'Students can protest as long as peace not disturbed'

'Students can protest as long as peace not disturbed'

Singh said police would maintain strict vigil not just in and around universities but also public places across the state throughout the day

Punjab Chief Minister Amarinder Singh talks to the media as he leaves after attending a high-level party meeting, chaired by Congress interim President Sonia Gandhi (unseen), at AICC HQ in New Delhi, Thursday, Sept. 12, 2019. (PTI Photo)

Punjab Chief Minister Amarinder Singh here on Tuesday said students can agitate against the CAA and the NRC in the state as long as their protest stays peaceful.

Reacting to a protest call given by student unions for January 1 in universities and colleges across the state, the CM said nobody will be allowed to disturb peace at any cost.

"Holding protests is the democratic right of every citizen and people, including students, are within their right to stage a peaceful dharna, march etc. against draconian initiatives of the central government, as long as such protests are conducted peacefully," Singh said in a statement here.
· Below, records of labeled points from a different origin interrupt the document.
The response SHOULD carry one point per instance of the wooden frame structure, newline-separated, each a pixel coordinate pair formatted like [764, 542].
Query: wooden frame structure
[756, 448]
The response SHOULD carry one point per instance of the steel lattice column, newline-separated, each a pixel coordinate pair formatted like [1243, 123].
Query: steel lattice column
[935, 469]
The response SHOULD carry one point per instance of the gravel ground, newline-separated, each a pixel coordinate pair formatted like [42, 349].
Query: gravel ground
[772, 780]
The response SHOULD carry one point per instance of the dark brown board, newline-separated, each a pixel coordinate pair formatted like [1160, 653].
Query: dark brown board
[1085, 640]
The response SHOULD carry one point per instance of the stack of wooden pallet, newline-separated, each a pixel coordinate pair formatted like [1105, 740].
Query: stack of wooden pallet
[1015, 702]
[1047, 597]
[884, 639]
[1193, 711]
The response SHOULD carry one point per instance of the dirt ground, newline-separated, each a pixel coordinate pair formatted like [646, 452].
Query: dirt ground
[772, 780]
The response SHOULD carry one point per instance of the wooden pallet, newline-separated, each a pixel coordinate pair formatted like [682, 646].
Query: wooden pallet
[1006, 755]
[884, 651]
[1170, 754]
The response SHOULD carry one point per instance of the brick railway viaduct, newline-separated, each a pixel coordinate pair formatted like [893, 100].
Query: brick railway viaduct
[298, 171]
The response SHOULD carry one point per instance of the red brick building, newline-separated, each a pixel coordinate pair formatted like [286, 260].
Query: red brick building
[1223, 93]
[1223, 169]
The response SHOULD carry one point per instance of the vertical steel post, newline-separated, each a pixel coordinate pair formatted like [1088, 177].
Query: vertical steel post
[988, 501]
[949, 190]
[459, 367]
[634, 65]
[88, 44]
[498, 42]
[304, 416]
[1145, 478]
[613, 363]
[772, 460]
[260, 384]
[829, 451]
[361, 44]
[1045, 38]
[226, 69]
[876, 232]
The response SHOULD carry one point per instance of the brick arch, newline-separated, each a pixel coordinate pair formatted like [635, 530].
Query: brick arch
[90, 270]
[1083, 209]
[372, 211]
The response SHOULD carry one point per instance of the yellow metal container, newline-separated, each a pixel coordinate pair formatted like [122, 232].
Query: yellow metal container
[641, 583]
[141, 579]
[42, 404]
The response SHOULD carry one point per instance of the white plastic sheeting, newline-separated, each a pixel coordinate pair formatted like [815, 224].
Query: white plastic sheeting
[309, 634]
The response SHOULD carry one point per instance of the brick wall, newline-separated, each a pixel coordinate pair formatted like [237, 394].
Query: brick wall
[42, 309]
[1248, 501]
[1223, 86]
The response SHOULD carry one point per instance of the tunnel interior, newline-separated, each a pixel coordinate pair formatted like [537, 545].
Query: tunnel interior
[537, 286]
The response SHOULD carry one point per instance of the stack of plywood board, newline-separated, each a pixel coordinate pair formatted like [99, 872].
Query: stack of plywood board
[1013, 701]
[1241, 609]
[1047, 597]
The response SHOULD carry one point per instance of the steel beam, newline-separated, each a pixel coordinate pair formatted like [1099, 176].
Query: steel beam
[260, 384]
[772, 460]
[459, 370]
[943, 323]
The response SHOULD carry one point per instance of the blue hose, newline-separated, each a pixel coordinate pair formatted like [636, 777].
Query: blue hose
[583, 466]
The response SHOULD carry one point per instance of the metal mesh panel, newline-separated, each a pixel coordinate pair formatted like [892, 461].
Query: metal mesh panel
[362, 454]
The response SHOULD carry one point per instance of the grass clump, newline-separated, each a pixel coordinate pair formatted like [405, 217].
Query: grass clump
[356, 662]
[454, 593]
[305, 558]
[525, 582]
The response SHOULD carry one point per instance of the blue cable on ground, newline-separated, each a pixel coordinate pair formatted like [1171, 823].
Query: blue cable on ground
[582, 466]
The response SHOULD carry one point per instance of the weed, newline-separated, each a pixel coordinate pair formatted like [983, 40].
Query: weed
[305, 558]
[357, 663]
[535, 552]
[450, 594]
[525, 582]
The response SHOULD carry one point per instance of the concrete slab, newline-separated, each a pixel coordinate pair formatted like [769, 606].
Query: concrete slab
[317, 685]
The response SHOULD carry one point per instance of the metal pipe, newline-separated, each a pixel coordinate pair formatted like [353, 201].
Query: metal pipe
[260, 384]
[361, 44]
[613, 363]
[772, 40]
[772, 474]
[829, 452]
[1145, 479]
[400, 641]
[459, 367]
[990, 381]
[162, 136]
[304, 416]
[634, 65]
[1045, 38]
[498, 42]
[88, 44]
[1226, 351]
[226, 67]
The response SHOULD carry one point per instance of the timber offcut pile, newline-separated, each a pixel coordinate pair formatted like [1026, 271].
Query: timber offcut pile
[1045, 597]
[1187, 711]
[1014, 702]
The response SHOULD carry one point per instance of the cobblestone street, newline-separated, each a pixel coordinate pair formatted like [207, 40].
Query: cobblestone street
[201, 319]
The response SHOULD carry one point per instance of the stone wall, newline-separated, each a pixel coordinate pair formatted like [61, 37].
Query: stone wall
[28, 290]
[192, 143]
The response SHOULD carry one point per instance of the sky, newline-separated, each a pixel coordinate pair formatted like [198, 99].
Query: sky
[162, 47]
He said as long as the protesters did not take law into their hands, police would not prevent them from carrying out their proposed agitation.

Police had been directed to come down heavily against any attempt by the protesters to vandalise public property or otherwise indulge in any violence, Singh said.

The Punjab CM also urged student leaders to keep a check on possible infiltration of "goonda" elements and ensure that the proposed protest was carried out peacefully.

Peaceful protests in some other states had ended up in violence due to such infiltrations, he stressed.

During a dharna organised by the Punjab Congress in Ludhiana on Monday, the chief minister had reiterated that the controversial Citizenship Amendment Act would not be allowed to be implemented in the state under any circumstances.

The CM had said that his government was opposed to the CAA and the National Register of Citizens in view of their "divisive and discriminatory" nature.